2

Reading a utf8 encoded file after seek as in open(FILE, '<:utf8', $file) or die; seek(FILE, $readFrom, 0); read(FILE, $_, $size); sometimes "breaks up" a unicode char so the beginning of the read string is not valid UTF-8.

If you then do e.g. s{^([^\n]*\r?\n)}{}i to strip the incomplete first line, you get "Malformed UTF-8 character (fatal)" errors.

How to fix this?

One solution, listed in How do I sanitize invalid UTF-8 in Perl? is to remove all invalid UTF-8 chars:

tr[\x{9}\x{A}\x{D}\x{20}-\x{D7FF}\x{E000}-\x{FFFD}\x{10000}-\x{10FFFF}][]cd;

However, to search the entire string seems like overkill, as it is only the first byte(s) in the read string that can be broken.

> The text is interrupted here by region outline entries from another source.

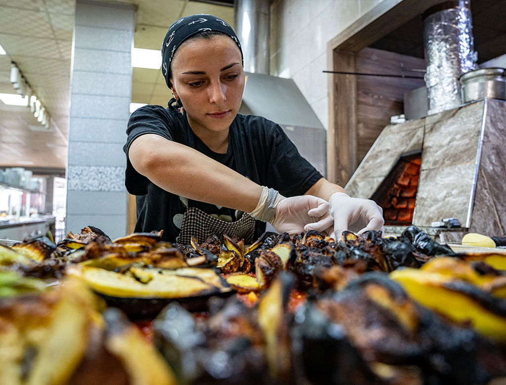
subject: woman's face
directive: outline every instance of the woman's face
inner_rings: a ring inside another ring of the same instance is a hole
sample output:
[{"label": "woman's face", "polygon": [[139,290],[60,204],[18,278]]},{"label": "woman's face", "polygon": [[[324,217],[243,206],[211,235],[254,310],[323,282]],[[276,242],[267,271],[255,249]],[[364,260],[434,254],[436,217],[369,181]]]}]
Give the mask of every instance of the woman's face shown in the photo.
[{"label": "woman's face", "polygon": [[241,53],[228,36],[187,40],[172,60],[172,92],[198,135],[228,129],[241,105],[244,72]]}]

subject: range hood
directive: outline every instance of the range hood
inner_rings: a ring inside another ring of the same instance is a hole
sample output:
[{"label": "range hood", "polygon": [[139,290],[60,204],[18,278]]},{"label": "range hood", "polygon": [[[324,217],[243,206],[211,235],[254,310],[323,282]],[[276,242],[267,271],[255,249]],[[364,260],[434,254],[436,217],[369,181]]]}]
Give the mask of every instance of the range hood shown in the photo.
[{"label": "range hood", "polygon": [[239,112],[278,123],[299,153],[326,175],[327,131],[291,79],[269,75],[271,0],[236,0],[234,29],[241,42],[246,84]]},{"label": "range hood", "polygon": [[239,112],[263,116],[281,126],[325,129],[291,79],[246,72]]}]

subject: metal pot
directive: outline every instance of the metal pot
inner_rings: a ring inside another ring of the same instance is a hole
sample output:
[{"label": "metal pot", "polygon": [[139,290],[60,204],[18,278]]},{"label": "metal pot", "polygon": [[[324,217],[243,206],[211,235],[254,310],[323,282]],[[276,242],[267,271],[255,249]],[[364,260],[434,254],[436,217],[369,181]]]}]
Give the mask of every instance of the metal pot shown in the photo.
[{"label": "metal pot", "polygon": [[506,77],[504,68],[481,68],[467,72],[459,79],[465,103],[483,98],[506,100]]}]

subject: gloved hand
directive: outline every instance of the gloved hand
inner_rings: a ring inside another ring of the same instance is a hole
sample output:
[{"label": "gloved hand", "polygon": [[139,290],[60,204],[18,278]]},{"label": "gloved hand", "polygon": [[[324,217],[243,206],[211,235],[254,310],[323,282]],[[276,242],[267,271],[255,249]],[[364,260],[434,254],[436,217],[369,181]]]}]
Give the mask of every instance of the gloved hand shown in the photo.
[{"label": "gloved hand", "polygon": [[330,230],[334,222],[328,212],[328,202],[312,195],[286,198],[280,195],[274,207],[275,216],[269,223],[280,234],[292,235],[310,230],[323,232]]},{"label": "gloved hand", "polygon": [[382,230],[384,234],[383,210],[373,201],[352,198],[344,192],[336,192],[328,200],[330,213],[334,218],[333,231],[330,236],[341,239],[345,230],[362,234],[369,230]]},{"label": "gloved hand", "polygon": [[264,186],[257,207],[249,215],[268,222],[280,234],[293,234],[314,229],[330,231],[333,219],[328,202],[311,195],[286,198]]}]

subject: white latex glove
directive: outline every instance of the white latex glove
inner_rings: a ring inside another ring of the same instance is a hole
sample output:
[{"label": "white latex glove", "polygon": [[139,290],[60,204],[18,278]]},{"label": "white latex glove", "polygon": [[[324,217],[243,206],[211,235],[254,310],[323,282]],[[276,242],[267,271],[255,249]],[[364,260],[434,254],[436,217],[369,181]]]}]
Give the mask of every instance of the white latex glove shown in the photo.
[{"label": "white latex glove", "polygon": [[310,230],[328,233],[334,223],[328,212],[330,207],[326,201],[312,195],[286,198],[264,186],[257,207],[248,214],[268,222],[280,234],[291,235]]},{"label": "white latex glove", "polygon": [[280,234],[292,235],[309,230],[330,230],[333,219],[326,201],[312,195],[286,198],[278,195],[274,203],[276,215],[269,223]]},{"label": "white latex glove", "polygon": [[373,201],[352,198],[344,192],[336,192],[328,200],[330,213],[334,218],[333,231],[330,236],[336,241],[341,233],[348,230],[362,234],[369,230],[385,233],[383,210]]}]

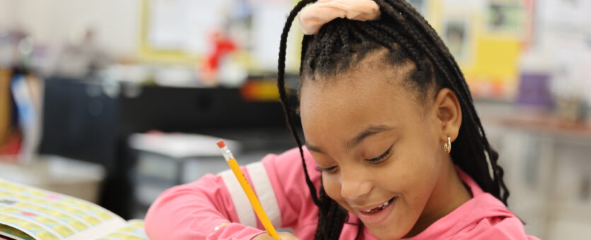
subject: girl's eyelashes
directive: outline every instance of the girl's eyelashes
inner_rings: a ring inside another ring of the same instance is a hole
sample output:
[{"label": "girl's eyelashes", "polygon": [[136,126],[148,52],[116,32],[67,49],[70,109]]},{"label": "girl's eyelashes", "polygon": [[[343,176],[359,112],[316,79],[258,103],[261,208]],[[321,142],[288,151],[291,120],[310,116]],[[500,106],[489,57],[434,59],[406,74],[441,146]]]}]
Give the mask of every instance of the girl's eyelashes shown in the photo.
[{"label": "girl's eyelashes", "polygon": [[392,153],[392,150],[394,148],[394,145],[391,145],[385,152],[382,153],[381,155],[378,156],[374,158],[371,159],[366,159],[365,161],[371,163],[371,164],[378,164],[386,160],[388,157],[390,157],[390,153]]}]

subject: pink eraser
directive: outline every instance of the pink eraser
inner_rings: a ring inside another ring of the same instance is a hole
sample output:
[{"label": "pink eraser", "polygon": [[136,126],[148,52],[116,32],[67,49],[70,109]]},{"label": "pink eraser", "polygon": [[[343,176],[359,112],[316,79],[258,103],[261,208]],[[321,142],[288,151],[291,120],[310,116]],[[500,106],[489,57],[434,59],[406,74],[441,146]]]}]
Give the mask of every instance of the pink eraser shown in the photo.
[{"label": "pink eraser", "polygon": [[223,141],[223,139],[220,139],[220,140],[218,140],[217,143],[218,147],[219,147],[220,148],[226,147],[226,142]]}]

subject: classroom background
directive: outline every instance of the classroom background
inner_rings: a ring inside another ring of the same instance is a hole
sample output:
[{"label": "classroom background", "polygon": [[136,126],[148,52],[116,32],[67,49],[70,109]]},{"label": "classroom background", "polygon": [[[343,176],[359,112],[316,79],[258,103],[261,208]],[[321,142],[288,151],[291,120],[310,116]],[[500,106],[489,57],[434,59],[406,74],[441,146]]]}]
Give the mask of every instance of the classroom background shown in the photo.
[{"label": "classroom background", "polygon": [[[591,1],[409,1],[460,64],[527,232],[591,236]],[[294,4],[0,0],[0,178],[141,219],[227,168],[218,138],[242,164],[294,147],[275,86]]]}]

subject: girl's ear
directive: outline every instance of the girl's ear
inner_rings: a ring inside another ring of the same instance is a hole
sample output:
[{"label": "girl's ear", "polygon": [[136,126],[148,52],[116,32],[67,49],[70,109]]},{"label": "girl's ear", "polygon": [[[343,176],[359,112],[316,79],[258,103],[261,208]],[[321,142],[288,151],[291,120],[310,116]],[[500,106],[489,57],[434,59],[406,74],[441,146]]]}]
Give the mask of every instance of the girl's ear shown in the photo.
[{"label": "girl's ear", "polygon": [[441,124],[440,129],[437,129],[440,131],[440,140],[447,142],[447,136],[455,140],[462,125],[462,107],[455,93],[449,88],[442,89],[435,96],[433,106],[436,120]]}]

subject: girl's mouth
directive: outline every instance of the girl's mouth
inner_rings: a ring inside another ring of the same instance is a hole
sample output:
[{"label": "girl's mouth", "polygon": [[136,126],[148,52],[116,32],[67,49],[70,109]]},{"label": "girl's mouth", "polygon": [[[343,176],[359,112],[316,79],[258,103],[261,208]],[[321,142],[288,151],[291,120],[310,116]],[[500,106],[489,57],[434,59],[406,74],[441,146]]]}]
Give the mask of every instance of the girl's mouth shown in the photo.
[{"label": "girl's mouth", "polygon": [[377,224],[382,222],[392,212],[392,205],[397,197],[387,200],[383,204],[368,210],[357,210],[357,216],[365,224]]}]

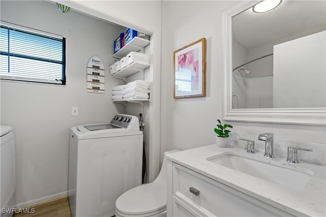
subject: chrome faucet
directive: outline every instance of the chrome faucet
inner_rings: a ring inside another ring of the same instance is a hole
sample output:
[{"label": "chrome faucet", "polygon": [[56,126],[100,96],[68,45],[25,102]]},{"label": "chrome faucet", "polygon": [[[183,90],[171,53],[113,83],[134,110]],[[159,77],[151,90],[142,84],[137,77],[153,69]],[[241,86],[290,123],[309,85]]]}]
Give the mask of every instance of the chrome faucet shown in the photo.
[{"label": "chrome faucet", "polygon": [[247,141],[248,142],[248,146],[247,152],[250,153],[255,153],[255,141],[251,139],[240,138],[241,140]]},{"label": "chrome faucet", "polygon": [[297,164],[299,161],[297,160],[297,150],[302,150],[303,151],[312,151],[312,149],[310,148],[303,148],[297,147],[287,147],[287,159],[286,161],[290,163]]},{"label": "chrome faucet", "polygon": [[265,153],[264,157],[268,158],[274,157],[274,134],[264,133],[259,134],[258,140],[265,141]]}]

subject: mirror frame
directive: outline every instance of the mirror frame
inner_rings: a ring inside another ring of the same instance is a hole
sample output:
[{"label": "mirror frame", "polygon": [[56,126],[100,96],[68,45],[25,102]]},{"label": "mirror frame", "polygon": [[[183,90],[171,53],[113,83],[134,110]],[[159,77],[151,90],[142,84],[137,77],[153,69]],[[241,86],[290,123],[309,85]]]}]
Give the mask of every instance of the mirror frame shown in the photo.
[{"label": "mirror frame", "polygon": [[223,119],[251,122],[326,126],[326,108],[232,108],[232,18],[260,2],[261,0],[241,2],[222,13]]}]

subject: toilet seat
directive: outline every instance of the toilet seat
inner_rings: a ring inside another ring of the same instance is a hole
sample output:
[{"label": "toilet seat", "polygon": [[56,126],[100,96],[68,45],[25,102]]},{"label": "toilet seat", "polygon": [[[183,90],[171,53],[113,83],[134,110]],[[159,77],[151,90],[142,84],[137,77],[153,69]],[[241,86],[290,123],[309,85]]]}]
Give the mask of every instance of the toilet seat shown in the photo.
[{"label": "toilet seat", "polygon": [[167,209],[166,184],[153,182],[134,188],[119,197],[116,211],[125,216],[150,216]]}]

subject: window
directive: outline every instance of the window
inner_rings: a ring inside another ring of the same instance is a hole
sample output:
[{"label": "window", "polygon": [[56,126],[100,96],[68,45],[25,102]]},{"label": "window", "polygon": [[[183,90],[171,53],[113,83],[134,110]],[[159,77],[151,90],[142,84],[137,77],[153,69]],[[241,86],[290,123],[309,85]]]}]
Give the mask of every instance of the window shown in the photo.
[{"label": "window", "polygon": [[64,85],[65,49],[63,37],[1,25],[1,78]]}]

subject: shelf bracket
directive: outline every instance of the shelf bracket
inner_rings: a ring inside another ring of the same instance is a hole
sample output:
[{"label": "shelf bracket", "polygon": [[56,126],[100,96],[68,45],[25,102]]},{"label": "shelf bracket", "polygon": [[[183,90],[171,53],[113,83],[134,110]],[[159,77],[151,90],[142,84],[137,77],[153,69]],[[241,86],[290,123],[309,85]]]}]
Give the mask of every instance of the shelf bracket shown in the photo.
[{"label": "shelf bracket", "polygon": [[119,78],[119,79],[122,79],[125,82],[127,81],[127,79],[126,78],[123,78],[122,77],[115,76],[114,75],[112,75],[112,77],[116,78]]}]

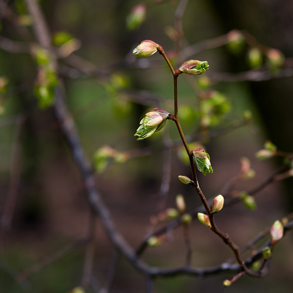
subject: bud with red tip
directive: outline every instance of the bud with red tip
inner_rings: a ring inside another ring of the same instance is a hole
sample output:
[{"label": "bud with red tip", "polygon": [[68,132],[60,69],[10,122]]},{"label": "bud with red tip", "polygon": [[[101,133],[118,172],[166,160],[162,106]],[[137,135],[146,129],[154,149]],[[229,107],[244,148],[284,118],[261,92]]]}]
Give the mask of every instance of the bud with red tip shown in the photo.
[{"label": "bud with red tip", "polygon": [[223,209],[224,206],[224,197],[219,194],[212,201],[212,209],[213,212],[217,212]]},{"label": "bud with red tip", "polygon": [[132,54],[138,57],[148,57],[157,51],[159,44],[149,40],[143,41],[132,51]]},{"label": "bud with red tip", "polygon": [[278,241],[283,237],[284,234],[284,228],[280,221],[277,220],[275,221],[272,226],[271,227],[270,232],[271,232],[271,236],[272,236],[272,242],[274,243]]},{"label": "bud with red tip", "polygon": [[193,181],[187,176],[180,175],[178,176],[178,179],[183,184],[192,184],[193,183]]},{"label": "bud with red tip", "polygon": [[191,151],[195,158],[195,163],[198,170],[205,176],[207,173],[212,173],[213,169],[209,154],[201,147],[198,147]]},{"label": "bud with red tip", "polygon": [[188,60],[185,62],[176,70],[178,73],[186,73],[191,75],[202,74],[209,69],[209,64],[207,61],[198,60]]},{"label": "bud with red tip", "polygon": [[211,225],[210,225],[209,219],[208,215],[206,215],[202,212],[198,212],[197,213],[197,218],[199,220],[199,221],[204,225],[208,226],[209,228],[211,228]]},{"label": "bud with red tip", "polygon": [[155,108],[155,111],[149,112],[141,121],[140,126],[137,128],[134,135],[138,136],[137,140],[149,137],[155,132],[160,130],[165,126],[167,119],[174,117],[172,114],[163,109]]}]

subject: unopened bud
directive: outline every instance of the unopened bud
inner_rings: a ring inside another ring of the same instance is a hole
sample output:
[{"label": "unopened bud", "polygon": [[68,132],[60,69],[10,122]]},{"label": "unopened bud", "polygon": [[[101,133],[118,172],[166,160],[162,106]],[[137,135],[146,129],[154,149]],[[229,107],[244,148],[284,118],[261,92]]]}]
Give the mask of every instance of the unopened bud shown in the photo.
[{"label": "unopened bud", "polygon": [[252,270],[254,272],[257,272],[260,268],[260,262],[256,260],[252,263]]},{"label": "unopened bud", "polygon": [[138,57],[148,57],[155,54],[159,45],[149,40],[143,41],[132,51],[132,54]]},{"label": "unopened bud", "polygon": [[243,192],[241,193],[241,199],[244,206],[249,209],[254,210],[256,209],[256,203],[254,197],[252,195],[250,195],[247,192]]},{"label": "unopened bud", "polygon": [[187,176],[179,175],[178,176],[178,179],[183,184],[191,184],[193,181],[188,178]]},{"label": "unopened bud", "polygon": [[197,213],[197,218],[200,222],[204,225],[208,226],[209,228],[211,227],[210,222],[209,222],[209,216],[208,215],[205,215],[202,212],[198,212]]},{"label": "unopened bud", "polygon": [[185,213],[184,214],[182,215],[181,219],[182,220],[183,223],[188,225],[192,222],[192,217],[189,214]]},{"label": "unopened bud", "polygon": [[177,206],[179,211],[181,213],[183,213],[185,212],[185,209],[186,207],[185,205],[185,201],[184,200],[183,195],[182,194],[178,194],[176,197],[176,205]]},{"label": "unopened bud", "polygon": [[284,234],[283,225],[278,220],[277,220],[271,227],[270,231],[273,242],[276,242],[283,237]]},{"label": "unopened bud", "polygon": [[217,212],[223,209],[224,206],[224,197],[219,194],[214,198],[212,201],[212,211]]},{"label": "unopened bud", "polygon": [[178,70],[182,73],[198,75],[205,72],[209,69],[209,67],[207,61],[189,60],[185,62]]},{"label": "unopened bud", "polygon": [[265,247],[264,249],[263,249],[262,253],[264,258],[266,260],[269,259],[270,257],[271,256],[272,251],[271,251],[271,249],[269,247]]}]

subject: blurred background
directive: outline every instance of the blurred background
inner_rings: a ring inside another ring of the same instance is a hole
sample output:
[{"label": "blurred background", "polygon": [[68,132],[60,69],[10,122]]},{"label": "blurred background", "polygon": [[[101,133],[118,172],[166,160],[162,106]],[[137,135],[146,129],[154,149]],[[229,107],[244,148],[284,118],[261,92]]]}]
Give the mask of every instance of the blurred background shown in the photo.
[{"label": "blurred background", "polygon": [[[80,284],[85,245],[78,241],[89,234],[90,209],[53,110],[40,108],[34,96],[38,64],[28,47],[23,46],[23,36],[25,42],[36,41],[25,2],[0,2],[0,84],[0,84],[0,289],[13,293],[68,292]],[[214,169],[212,174],[199,175],[206,197],[219,194],[240,171],[243,157],[250,160],[256,175],[241,183],[237,190],[251,189],[271,175],[281,161],[259,161],[255,157],[267,140],[280,150],[293,150],[291,1],[149,0],[144,2],[145,15],[138,21],[131,14],[133,7],[141,3],[138,1],[39,3],[55,46],[60,50],[66,42],[71,42],[63,47],[58,72],[66,103],[92,163],[98,188],[117,229],[135,249],[151,229],[150,218],[157,214],[161,202],[160,190],[166,167],[162,142],[177,142],[179,136],[171,123],[146,141],[138,142],[133,136],[146,112],[156,107],[170,112],[173,109],[172,77],[162,56],[155,54],[138,60],[132,51],[143,40],[151,40],[161,44],[172,59],[179,5],[187,5],[182,18],[183,47],[196,45],[195,53],[187,60],[206,60],[209,65],[202,76],[179,77],[179,117],[184,131],[197,137],[201,127],[202,130],[200,101],[208,92],[217,93],[224,101],[219,117],[209,117],[212,121],[209,129],[216,133],[233,129],[201,141],[210,155]],[[255,78],[251,74],[241,75],[251,72],[251,45],[241,40],[236,45],[232,41],[225,42],[226,34],[235,29],[247,32],[249,40],[263,46],[265,51],[279,50],[286,60],[286,70],[270,67],[267,70],[268,58],[263,55],[252,66],[255,67],[252,72],[264,66],[265,73]],[[217,39],[223,35],[224,39]],[[210,40],[213,42],[205,42]],[[199,49],[202,45],[205,49]],[[182,62],[187,60],[181,58]],[[252,113],[251,122],[239,123],[247,110]],[[234,127],[238,124],[241,126]],[[166,207],[175,208],[175,197],[181,193],[187,211],[191,211],[201,203],[195,191],[178,180],[179,175],[191,175],[180,153],[177,148],[169,154],[171,181],[164,197]],[[217,215],[217,225],[239,247],[245,245],[276,219],[292,212],[293,189],[292,178],[269,185],[256,196],[256,210],[241,204],[224,209]],[[100,289],[106,284],[113,254],[102,224],[97,222],[93,277],[87,293],[103,292]],[[143,259],[158,267],[183,265],[186,248],[181,228],[168,237],[170,241],[148,248]],[[222,241],[197,221],[190,225],[190,235],[193,266],[219,265],[231,256]],[[288,233],[276,246],[264,278],[244,276],[225,291],[292,292],[293,241],[292,233]],[[16,276],[20,273],[47,256],[51,260],[55,256],[57,260],[37,268],[23,282],[18,281]],[[154,292],[220,293],[224,291],[223,281],[232,276],[158,278]],[[145,287],[143,276],[122,257],[110,292],[137,293],[145,292]]]}]

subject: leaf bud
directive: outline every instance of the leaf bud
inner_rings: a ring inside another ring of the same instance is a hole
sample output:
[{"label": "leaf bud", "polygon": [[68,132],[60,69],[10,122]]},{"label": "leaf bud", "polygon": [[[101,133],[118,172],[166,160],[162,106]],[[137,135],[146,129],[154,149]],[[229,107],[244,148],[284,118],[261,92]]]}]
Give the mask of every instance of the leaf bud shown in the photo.
[{"label": "leaf bud", "polygon": [[183,215],[182,215],[181,219],[182,220],[183,223],[188,225],[192,222],[192,217],[189,214],[185,213]]},{"label": "leaf bud", "polygon": [[185,205],[184,197],[183,197],[182,194],[178,194],[176,197],[176,205],[181,213],[185,212],[186,206]]},{"label": "leaf bud", "polygon": [[208,226],[209,228],[211,227],[208,215],[206,215],[202,212],[198,212],[197,213],[197,218],[199,220],[199,221],[204,225]]},{"label": "leaf bud", "polygon": [[183,63],[178,70],[182,73],[198,75],[205,72],[209,69],[209,67],[207,61],[188,60]]},{"label": "leaf bud", "polygon": [[247,192],[243,191],[241,192],[240,197],[243,204],[247,209],[251,210],[254,210],[256,209],[256,203],[253,196],[250,195]]},{"label": "leaf bud", "polygon": [[195,158],[195,163],[198,170],[205,176],[207,173],[212,173],[213,169],[209,154],[201,147],[198,147],[191,151]]},{"label": "leaf bud", "polygon": [[271,236],[273,243],[279,241],[282,237],[284,234],[284,228],[282,223],[277,220],[271,227],[270,230]]},{"label": "leaf bud", "polygon": [[272,251],[271,251],[271,249],[268,247],[268,246],[267,246],[267,247],[265,247],[262,251],[262,253],[263,256],[263,258],[267,260],[267,259],[269,259],[269,258],[270,258],[270,257],[271,256],[271,254],[272,253]]},{"label": "leaf bud", "polygon": [[212,201],[212,211],[217,212],[223,209],[224,206],[224,197],[221,194],[216,196]]},{"label": "leaf bud", "polygon": [[231,285],[231,284],[232,284],[231,283],[231,281],[230,281],[229,280],[225,280],[223,282],[223,285],[224,285],[224,286],[225,286],[225,287],[229,287],[229,286],[230,286]]},{"label": "leaf bud", "polygon": [[140,123],[140,126],[137,128],[134,136],[138,136],[137,140],[149,137],[161,130],[165,126],[166,120],[170,119],[172,116],[174,115],[163,109],[155,108],[154,111],[147,113],[142,119]]},{"label": "leaf bud", "polygon": [[155,54],[159,45],[149,40],[143,41],[132,51],[132,54],[138,57],[148,57]]},{"label": "leaf bud", "polygon": [[183,184],[192,184],[193,181],[191,180],[190,178],[188,177],[187,176],[183,176],[182,175],[180,175],[178,176],[178,179]]}]

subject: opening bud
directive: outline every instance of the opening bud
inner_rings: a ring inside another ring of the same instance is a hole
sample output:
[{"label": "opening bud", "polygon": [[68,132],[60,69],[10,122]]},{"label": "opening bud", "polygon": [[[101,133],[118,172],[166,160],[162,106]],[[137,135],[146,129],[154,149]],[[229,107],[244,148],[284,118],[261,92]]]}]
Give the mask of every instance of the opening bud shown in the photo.
[{"label": "opening bud", "polygon": [[198,147],[191,151],[195,158],[195,163],[198,170],[205,176],[207,173],[212,173],[213,169],[210,165],[209,154],[201,147]]},{"label": "opening bud", "polygon": [[181,218],[182,219],[182,222],[184,224],[186,224],[187,225],[189,224],[192,221],[192,217],[189,214],[185,213],[184,215],[182,215],[182,217]]},{"label": "opening bud", "polygon": [[166,120],[174,116],[163,109],[155,108],[154,110],[154,111],[147,113],[141,121],[140,126],[134,134],[138,136],[137,140],[145,139],[160,130],[165,126]]},{"label": "opening bud", "polygon": [[148,57],[155,54],[159,45],[149,40],[143,41],[132,51],[132,54],[138,57]]},{"label": "opening bud", "polygon": [[283,237],[284,228],[280,221],[277,220],[275,221],[271,227],[270,232],[273,243],[278,241]]},{"label": "opening bud", "polygon": [[185,62],[178,70],[182,73],[198,75],[205,73],[209,67],[207,61],[188,60]]},{"label": "opening bud", "polygon": [[199,221],[204,225],[208,226],[209,228],[211,227],[208,215],[205,215],[202,212],[198,212],[197,213],[197,218],[199,220]]},{"label": "opening bud", "polygon": [[187,176],[179,175],[178,176],[178,179],[183,184],[192,184],[193,181],[190,178],[188,178]]},{"label": "opening bud", "polygon": [[214,198],[212,201],[212,211],[217,212],[223,209],[224,206],[224,197],[219,194]]},{"label": "opening bud", "polygon": [[176,197],[176,205],[181,213],[185,212],[186,206],[185,205],[184,197],[183,197],[183,195],[182,194],[178,194]]},{"label": "opening bud", "polygon": [[264,258],[267,260],[270,258],[272,251],[271,251],[271,249],[269,247],[265,247],[265,248],[263,249],[262,253]]},{"label": "opening bud", "polygon": [[147,245],[148,246],[154,247],[158,246],[162,244],[162,239],[155,236],[152,236],[148,238],[147,240]]}]

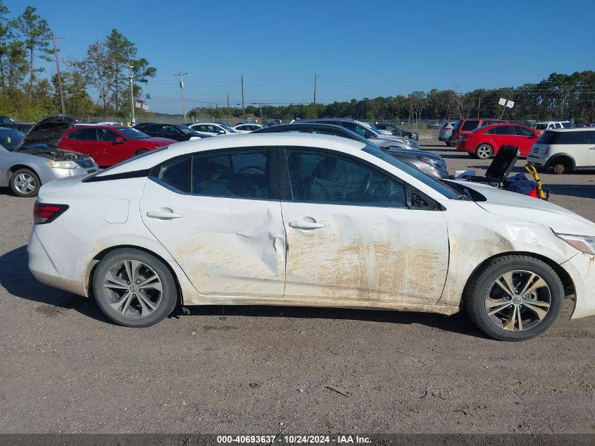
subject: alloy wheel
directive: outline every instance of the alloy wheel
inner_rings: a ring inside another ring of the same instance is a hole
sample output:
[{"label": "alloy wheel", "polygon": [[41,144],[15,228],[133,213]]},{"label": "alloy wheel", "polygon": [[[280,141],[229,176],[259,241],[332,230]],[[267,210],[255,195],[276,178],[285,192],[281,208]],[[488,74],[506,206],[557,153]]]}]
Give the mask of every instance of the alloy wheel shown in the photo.
[{"label": "alloy wheel", "polygon": [[500,328],[522,331],[534,327],[551,305],[549,286],[539,275],[515,270],[499,277],[485,296],[485,310]]},{"label": "alloy wheel", "polygon": [[23,195],[30,194],[35,190],[35,178],[29,173],[22,172],[14,180],[15,188]]},{"label": "alloy wheel", "polygon": [[491,156],[491,147],[487,145],[481,145],[477,147],[477,157],[482,159],[487,159]]},{"label": "alloy wheel", "polygon": [[161,280],[151,266],[124,260],[111,266],[104,279],[104,292],[111,307],[130,318],[151,314],[161,302]]}]

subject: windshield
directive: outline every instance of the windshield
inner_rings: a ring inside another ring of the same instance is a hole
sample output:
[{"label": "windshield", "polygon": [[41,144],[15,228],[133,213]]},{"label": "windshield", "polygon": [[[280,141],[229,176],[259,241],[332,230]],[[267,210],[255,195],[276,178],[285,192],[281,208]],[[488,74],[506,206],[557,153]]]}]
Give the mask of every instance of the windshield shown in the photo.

Can anyone suggest a way to strip only an initial invalid char (or make the above substitution not die on malformed UTF-8)?

Community
  • 1
  • 1
W3Coder
  • 620
  • 8
  • 20
  • apply your `tr` to only the first character? – Sobrique Nov 02 '15 at 10:25
  • This shouldn't happen, see ``perldoc -f read`` *Note the characters: ...By default all filehandles operate on on bytes, but...if the filehandle has been opened with the ":utf8" I/O layer the I/O will operate on UTF-8 encoded Unicode characters, not bytes* Please give a minimal example of this happening – Vorsprung Nov 02 '15 at 10:32
  • That `tr` strips out at least 29 valid characters!!!! – ikegami Nov 02 '15 at 13:11

1 Answers1

4

Read the stream as bytes, strip out partial characters at the start, determine where the last full character ends, then decode what's left.

use Encode qw( STOP_AT_PARTIAL );
use Fcntl  qw( SEEK_TO );

my $encoding = Encode::find_encoding('UTF-8');

open(my $FILE, '<:raw', $file) or die $!;
seek($FILE, $readFrom, SEEK_TO) or die $!;
my $bytes_read = read($FILE, my $buf, $size);
defined($bytes_read) or die $!;

$buf =~ s/^[\x80-\xBF]+//;

my $str = $encoding->decode($buf, STOP_AT_PARTIAL);

If you want to read more, use the 4-arg form of read, and don't skip anything at the start this time.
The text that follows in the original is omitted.